1.     Smith, M.P., Sanchez-Laorden, B., O’Brien, K., Dhomen, N., Brunton, H., Ferguson, J., Young, H., Flaherty, K.T., Frederick, D.T., Cooper, Z.A., Wargo, J.A., Marais, R. and Wellbrock, C. (2014) The immune-microenvironment confers resistance to MAP kinase pathway inhibitors through macrophage-derived TNFa, Cancer Discovery 4, 1214-29.

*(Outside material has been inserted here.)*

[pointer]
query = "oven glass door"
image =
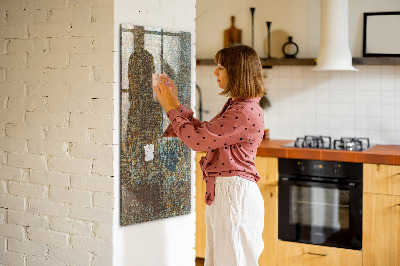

2.     Chapman, A., Fernandez del Ama, L., Wellbrock, C*. and Hurlstone, A*. (2014) Heterogeneous tumour-subpopulations co-operate to drive invasion, Cell Reports 8, 688-95.

3.     Smith, M.P., Ferguson, J., Arozarena, I., Hayward, R., Marais, R., Chapman, A., Hurlstone, A., and Wellbrock, C. (2013). Effect of SMURF2 targeting on susceptibility to MEK inhibitors in melanoma. Journal of the National Cancer Institute 105, 33-46.